When Alexis M. Herman first met Jimmy Carter back in the 1970s, she never imagined how their fates would intertwine, nor the heights to which their careers would rise.
“He was governor of Georgia then, and I was just a few years out of college,” Herman said. Herman, an Alabama native and Xavier University alumna, was a volunteer on civil rights leader Andrew Young’s congressional campaign when “Andy introduced me to Jimmy Carter and told him of the work I was doing.”
At the time, Herman was involved in an experimental project to create a minority women’s employment program in Atlanta. “It was the height of the women’s movement,” she recalled. “But women of color were not getting certain opportunities.”
Her efforts helped place the first Black women in professional and technical roles at major corporations such as General Motors, Coca-Cola, Xerox and Delta Air Lines. From Georgia, the initiative spread across the South.
Carter seemed impressed. After he defeated incumbent Gerald Ford in the 1976 presidential election, he nominated Herman to be director of the Women’s Bureau in the Labor Department.
Years later, during the Clinton administration, Herman returned to the department — this time as the country’s first Black labor secretary.
From judgeships to Cabinet-level appointments, Black women broke ground in Carter’s administration. He was in office from 1977 to 1981, amid the wave of feminist and gender activism that followed the height of the Civil Rights Movement.

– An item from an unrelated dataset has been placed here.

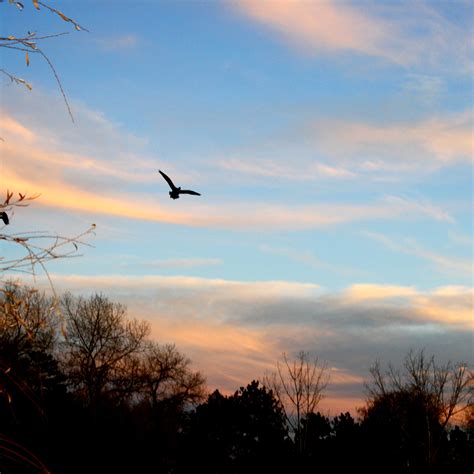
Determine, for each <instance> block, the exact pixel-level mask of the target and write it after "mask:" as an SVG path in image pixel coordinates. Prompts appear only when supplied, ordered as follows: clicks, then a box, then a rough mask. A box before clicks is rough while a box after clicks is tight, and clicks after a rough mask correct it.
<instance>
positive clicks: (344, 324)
mask: <svg viewBox="0 0 474 474" xmlns="http://www.w3.org/2000/svg"><path fill="white" fill-rule="evenodd" d="M23 3H24V4H25V8H24V9H23V10H22V11H20V10H19V9H17V8H15V6H14V5H9V4H8V2H6V3H5V2H4V3H2V4H1V5H0V11H1V16H0V28H1V31H2V36H8V35H9V34H13V35H15V36H20V35H22V34H26V33H27V32H28V31H35V32H36V33H37V35H38V36H40V35H52V34H57V33H62V32H68V33H69V34H68V35H64V36H60V37H55V38H50V39H47V40H44V41H43V42H42V43H41V47H42V50H43V51H44V53H45V54H46V55H47V56H48V58H49V59H50V60H51V62H52V63H53V64H54V68H55V70H56V72H57V74H58V75H59V77H60V80H61V83H62V86H63V88H64V90H65V93H66V96H67V99H68V101H69V104H70V107H71V110H72V114H73V117H74V122H72V120H71V119H70V117H69V115H68V112H67V109H66V107H65V104H64V101H63V98H62V96H61V93H60V90H59V88H58V85H57V83H56V82H55V78H54V74H53V73H52V71H51V69H50V68H49V66H48V64H47V63H46V61H44V60H43V58H41V57H40V56H39V55H33V54H31V55H30V64H29V66H27V65H26V61H25V57H24V53H23V52H18V51H14V50H3V51H2V52H1V56H0V61H1V65H0V69H3V70H6V71H8V72H9V73H11V74H14V75H15V76H17V77H20V78H24V79H25V80H27V81H28V82H29V83H30V84H31V85H32V90H31V91H30V90H28V89H27V88H26V87H24V86H23V85H22V84H14V83H12V82H11V81H10V80H9V79H8V78H7V76H5V75H3V76H4V77H2V78H1V82H0V87H1V89H0V91H1V92H0V99H1V113H0V136H1V137H2V139H3V141H0V193H1V194H2V195H4V194H5V193H6V190H7V189H10V190H13V191H15V192H22V193H23V192H28V193H29V194H35V193H41V196H40V198H38V199H37V200H35V201H34V202H33V203H32V204H31V205H30V206H29V207H28V208H21V209H17V210H16V211H15V214H14V215H13V216H11V224H10V226H9V227H8V228H6V227H3V228H0V232H2V233H11V234H12V233H15V232H26V231H31V230H48V231H50V232H55V233H58V234H60V235H66V236H72V235H77V234H79V233H81V232H82V231H84V230H86V229H87V228H88V226H89V225H90V224H92V223H94V224H96V231H95V236H91V237H90V238H88V240H87V242H88V243H90V244H91V245H92V246H91V247H83V248H81V255H82V256H81V257H79V258H73V259H67V260H62V261H57V262H52V263H51V264H50V265H49V266H48V271H49V274H50V276H51V279H52V281H53V284H54V286H55V288H56V290H57V291H72V292H73V293H76V294H82V295H88V294H91V293H93V292H102V293H104V294H105V295H107V296H109V297H110V298H111V299H112V300H113V301H117V302H121V303H123V304H126V305H127V308H128V315H129V316H130V317H132V318H139V319H146V320H148V321H149V322H150V324H151V327H152V337H153V338H155V339H156V340H157V341H158V342H162V343H175V344H176V345H177V347H178V349H179V350H180V351H182V352H183V353H184V354H186V355H187V356H188V357H190V358H191V360H192V363H193V365H192V366H193V367H194V368H195V369H196V370H200V371H202V372H203V373H204V375H205V376H206V377H207V386H208V388H209V390H211V391H212V390H214V389H216V388H218V389H219V390H221V391H222V392H224V393H232V392H233V391H235V390H237V389H238V388H239V387H240V386H242V385H246V384H247V383H249V382H250V381H252V380H253V379H260V380H261V379H262V377H263V375H264V374H265V373H269V372H271V371H272V370H275V368H276V362H277V360H279V359H281V357H282V354H283V353H286V354H287V355H288V356H289V357H290V358H291V357H292V356H294V355H295V354H296V353H298V352H299V351H306V352H308V353H309V354H310V357H311V358H316V357H317V358H318V360H319V361H320V362H324V364H326V366H327V367H328V371H329V373H330V383H329V385H328V388H327V390H326V397H325V399H324V400H323V402H322V404H321V407H320V408H321V409H322V410H325V411H327V413H329V414H333V415H334V414H338V413H339V412H340V411H346V410H350V411H354V409H355V407H357V406H361V405H363V403H364V399H365V395H366V393H365V392H364V387H363V382H364V381H366V380H368V379H369V368H370V367H371V366H372V365H373V364H374V363H375V361H376V360H380V361H381V362H382V363H383V364H387V363H389V362H391V363H393V364H394V365H395V366H400V365H401V363H402V361H403V358H404V356H405V355H406V354H407V353H408V351H409V350H410V349H413V350H415V351H416V350H421V349H424V350H425V352H426V353H428V354H433V355H434V356H435V357H436V359H437V360H438V361H440V362H446V361H448V360H451V361H453V362H458V361H464V362H466V363H468V364H472V363H473V360H474V358H473V349H472V348H473V332H472V330H473V286H472V284H473V264H472V263H473V260H472V257H473V225H472V224H473V222H472V215H473V213H472V211H473V209H472V207H473V204H472V203H473V189H472V178H473V167H472V164H473V151H474V140H473V99H474V96H473V90H474V84H473V72H474V68H473V64H474V63H473V52H474V44H473V37H474V36H473V33H474V32H473V29H474V27H473V25H474V22H473V20H474V2H472V1H463V0H457V1H449V2H448V1H435V2H431V1H429V2H428V1H423V0H417V1H391V2H377V1H371V0H364V1H362V0H361V1H333V0H321V1H316V0H315V1H303V0H301V1H299V0H278V1H277V0H273V1H263V0H262V1H259V2H255V1H251V0H234V1H218V0H216V1H171V0H168V1H151V0H148V1H133V2H131V1H114V2H112V1H106V0H99V1H83V2H73V1H58V2H54V6H55V8H58V9H59V10H61V11H62V12H63V13H64V14H66V15H67V16H69V17H71V18H73V19H74V20H75V21H76V22H78V23H79V24H80V25H81V26H83V27H84V28H87V30H88V31H76V30H75V29H74V28H73V26H72V25H71V24H70V23H66V22H64V21H62V20H61V18H59V17H58V16H57V15H54V14H52V13H51V12H48V11H46V10H45V9H44V8H42V9H41V10H40V11H37V10H36V9H35V8H34V6H33V3H32V2H29V1H27V0H25V1H24V2H23ZM158 169H161V170H163V171H164V172H165V173H167V174H168V175H169V176H170V177H171V178H172V179H173V181H174V182H175V183H176V184H177V185H180V186H182V187H183V188H188V189H193V190H196V191H198V192H200V193H201V194H202V195H201V196H200V197H196V196H182V197H181V198H180V199H179V200H176V201H173V200H171V199H169V196H168V191H169V188H168V186H167V184H166V182H165V181H164V180H163V179H162V178H161V176H160V175H159V174H158ZM0 255H2V256H6V257H13V256H15V255H16V254H15V251H14V250H13V249H12V247H11V245H10V246H8V245H7V244H6V243H4V242H3V243H0ZM20 276H21V278H22V279H23V280H25V281H27V282H29V283H31V279H30V281H28V277H27V276H24V275H20ZM17 277H18V275H17ZM32 284H35V285H37V286H41V285H43V286H44V287H47V284H46V282H45V277H44V275H42V274H41V272H39V274H38V276H37V277H36V280H34V281H33V282H32Z"/></svg>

After the announcement last year that Carter, 100, had entered hospice care at home, Black women who worked with Carter during his administration told NBC News that Carter, who died Sunday, had long been a champion of women, notably as shifting gender norms coincided with his term.
At 29, Herman was the youngest person to fill the director role at the Women’s Bureau, which was established in 1920. She spent her three-year tenure advocating for women-centric policy issues that ran the gamut from equal pay and child care to maternity leave and sexual harassment protections.
“There is not one single initiative related to women’s rights that did not have its foundation in the Carter administration,” Herman said.
According to the Center for American Women and Politics at Rutgers University, Carter is one of 12 presidents who have appointed women to Cabinet or Cabinet-level positions since President Franklin D. Roosevelt named Frances Perkins labor secretary in 1933. During his four years in the White House, Carter appointed four women to such positions, CAWP data shows.